Three things occurred in rapid succession.

First, a sudden, deep and bone-rattling cough emanated from the lodge.

Next black smoke puffed through every seam between every slab of bark on the small dome like structure.

Finally, FD exploded through the north wall of the structure directly through the frame and bark, scattering splintered poles and bark slabs in all directions, and coughing as though he had contracted a consumptive disease.

Of course the assembled multitude burst into hysterical laughter, including the Chief. It soon became apparent that FD did not find this sequence of events quite as entertaining as the rest of us. When we could catch our breath some of us noticed that he had laid hands on a heavy stick, and armed with this fearsome cudgel, and with wood smoke still curling up from his hair, was advancing toward the Chief. He looked a lot like a depiction of Sampson with the ass’s jawbone that I remembered from grade school catechism. When the Chief noticed the peril he was in, he sobered up dramatically, and began a litany of heartfelt apology that ultimately disarmed FD and so likely avoided a full-on adult dose of whoop-ass.
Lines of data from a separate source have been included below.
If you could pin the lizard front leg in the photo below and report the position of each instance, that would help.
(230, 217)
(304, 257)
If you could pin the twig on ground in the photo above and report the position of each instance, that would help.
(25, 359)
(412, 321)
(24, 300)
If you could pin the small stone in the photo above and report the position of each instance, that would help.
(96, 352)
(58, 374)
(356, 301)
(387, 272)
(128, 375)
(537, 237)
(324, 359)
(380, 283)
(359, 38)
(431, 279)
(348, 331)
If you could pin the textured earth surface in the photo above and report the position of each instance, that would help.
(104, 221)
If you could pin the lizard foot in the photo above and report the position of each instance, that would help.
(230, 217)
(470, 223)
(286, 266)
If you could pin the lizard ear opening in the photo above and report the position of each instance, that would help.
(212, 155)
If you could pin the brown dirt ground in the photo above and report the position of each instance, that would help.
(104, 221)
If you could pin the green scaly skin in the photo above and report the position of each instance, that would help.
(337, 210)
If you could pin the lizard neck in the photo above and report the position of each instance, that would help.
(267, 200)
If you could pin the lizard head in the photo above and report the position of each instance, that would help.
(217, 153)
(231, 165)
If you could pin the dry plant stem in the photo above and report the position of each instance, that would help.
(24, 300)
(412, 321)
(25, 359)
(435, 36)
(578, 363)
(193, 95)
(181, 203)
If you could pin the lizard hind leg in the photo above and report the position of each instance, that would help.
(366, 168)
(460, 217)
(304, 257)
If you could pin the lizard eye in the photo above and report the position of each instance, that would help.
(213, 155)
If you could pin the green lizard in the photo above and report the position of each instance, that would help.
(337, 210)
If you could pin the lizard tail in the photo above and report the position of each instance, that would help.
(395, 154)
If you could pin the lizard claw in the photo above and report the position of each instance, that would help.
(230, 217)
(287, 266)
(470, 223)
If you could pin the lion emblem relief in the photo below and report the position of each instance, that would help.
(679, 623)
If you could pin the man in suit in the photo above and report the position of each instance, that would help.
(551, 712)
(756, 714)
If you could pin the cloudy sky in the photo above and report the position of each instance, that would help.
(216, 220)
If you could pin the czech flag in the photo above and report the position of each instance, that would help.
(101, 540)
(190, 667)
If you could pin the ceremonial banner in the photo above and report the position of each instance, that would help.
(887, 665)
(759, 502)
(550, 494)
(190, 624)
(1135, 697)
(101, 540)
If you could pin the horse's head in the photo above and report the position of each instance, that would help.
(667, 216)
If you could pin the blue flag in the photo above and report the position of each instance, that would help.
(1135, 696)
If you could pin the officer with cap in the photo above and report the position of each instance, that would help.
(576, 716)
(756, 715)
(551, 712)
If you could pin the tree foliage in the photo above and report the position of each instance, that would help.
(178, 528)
Aside from smelling a bit like a cured ham, FD seemed no worse for wear and went home, as did the Chief and most of the others.  A few of the more sober technicians and I did a little cleaning up, and locked things up in the trailer. We then drank a last toast at the river’s edge to the end of a successful project.  We would report late the next morning and begin tear down.

In a week or so, beyond a fresh patch in the asphalt, nobody would be able to tell we were here.